Un doppio live prezioso, tra la pizzica e le musiche del mondo per l'Officina Zoè e i suoi molti ospiti

Officina Zoe
Officina Zoè
Disco
world
Officina Zoè
Incontri Live
Kurumuny
2018

«Se continuiamo a permettere che vengano erose le nostre fonti culturali, presto non ci sarò niente da visitare e nessun posto che possiamo definire casa». La frase, in posizione centrale nella confezione del cd di Officina Zoé, è di Alan Lomax, il gran padre dell’etnologia musicale.

È un’affermazione di molti decenni fa, e nel frattempo l'“erosione delle fonti culturali” ha preso il passo di marcia: una marcia militare, non un allegro cakewalk come si ballava a New Orleans quando ancora il jazz non aveva conosciuto il suo primo disco.

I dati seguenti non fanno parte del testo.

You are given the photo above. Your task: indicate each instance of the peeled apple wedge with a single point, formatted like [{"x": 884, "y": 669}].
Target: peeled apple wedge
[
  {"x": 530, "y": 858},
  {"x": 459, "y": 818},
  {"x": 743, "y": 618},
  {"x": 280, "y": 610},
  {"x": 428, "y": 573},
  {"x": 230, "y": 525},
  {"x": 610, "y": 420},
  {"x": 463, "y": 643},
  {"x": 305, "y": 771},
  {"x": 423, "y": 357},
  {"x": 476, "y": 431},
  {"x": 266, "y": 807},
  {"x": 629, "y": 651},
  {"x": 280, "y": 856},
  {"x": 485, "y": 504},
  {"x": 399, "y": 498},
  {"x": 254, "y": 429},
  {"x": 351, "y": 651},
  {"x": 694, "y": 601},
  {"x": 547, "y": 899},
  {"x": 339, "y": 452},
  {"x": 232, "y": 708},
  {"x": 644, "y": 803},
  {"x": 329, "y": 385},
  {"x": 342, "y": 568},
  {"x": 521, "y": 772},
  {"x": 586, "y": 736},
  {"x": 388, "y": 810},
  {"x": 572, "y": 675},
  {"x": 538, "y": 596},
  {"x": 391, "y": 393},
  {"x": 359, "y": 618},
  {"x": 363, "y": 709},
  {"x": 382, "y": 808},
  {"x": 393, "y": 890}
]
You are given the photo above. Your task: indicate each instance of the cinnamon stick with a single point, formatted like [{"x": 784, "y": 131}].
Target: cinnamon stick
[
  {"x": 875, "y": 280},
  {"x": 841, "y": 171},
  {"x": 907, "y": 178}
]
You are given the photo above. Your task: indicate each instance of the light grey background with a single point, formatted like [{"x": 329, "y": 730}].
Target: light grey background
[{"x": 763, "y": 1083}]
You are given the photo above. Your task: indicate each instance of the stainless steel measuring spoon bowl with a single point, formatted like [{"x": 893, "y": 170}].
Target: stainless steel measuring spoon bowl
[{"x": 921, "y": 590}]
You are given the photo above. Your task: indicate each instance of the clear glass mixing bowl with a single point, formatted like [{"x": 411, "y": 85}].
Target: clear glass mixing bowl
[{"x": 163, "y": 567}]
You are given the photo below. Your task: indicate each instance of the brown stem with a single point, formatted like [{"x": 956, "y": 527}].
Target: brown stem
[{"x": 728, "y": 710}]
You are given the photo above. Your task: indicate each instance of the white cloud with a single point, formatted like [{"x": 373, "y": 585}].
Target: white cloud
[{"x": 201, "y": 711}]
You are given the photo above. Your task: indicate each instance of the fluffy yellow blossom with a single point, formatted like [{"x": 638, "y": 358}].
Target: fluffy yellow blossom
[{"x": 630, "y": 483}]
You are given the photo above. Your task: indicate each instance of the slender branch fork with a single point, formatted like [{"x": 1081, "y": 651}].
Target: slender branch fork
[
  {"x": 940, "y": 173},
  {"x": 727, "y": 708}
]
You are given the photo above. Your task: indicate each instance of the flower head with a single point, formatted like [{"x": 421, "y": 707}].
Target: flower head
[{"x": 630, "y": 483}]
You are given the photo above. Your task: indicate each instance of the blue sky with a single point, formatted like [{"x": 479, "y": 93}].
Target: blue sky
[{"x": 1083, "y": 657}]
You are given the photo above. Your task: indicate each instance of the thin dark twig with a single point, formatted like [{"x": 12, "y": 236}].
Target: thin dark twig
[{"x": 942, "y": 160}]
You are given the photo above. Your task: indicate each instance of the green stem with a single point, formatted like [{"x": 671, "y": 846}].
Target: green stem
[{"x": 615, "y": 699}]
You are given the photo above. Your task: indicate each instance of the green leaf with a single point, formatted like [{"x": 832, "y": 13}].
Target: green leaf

Esistono tante piccole resistenze culturali, non più un continuum di territori che, per osmosi, si scambiano attitudini e pratiche musicali, stendendo alla fine un tappeto di note sui Continenti. Ci sono grandi praterie di vuoto, e isole piene di cose salvate e rielaborate. Tanto più paradossale, quanto più l’oggi è dominato da una fretta svogliata e bulimica di avere tutto e subito, con un click su una tastiera, e per pochi secondi che fanno illudere di aver deciso davvero qualcosa.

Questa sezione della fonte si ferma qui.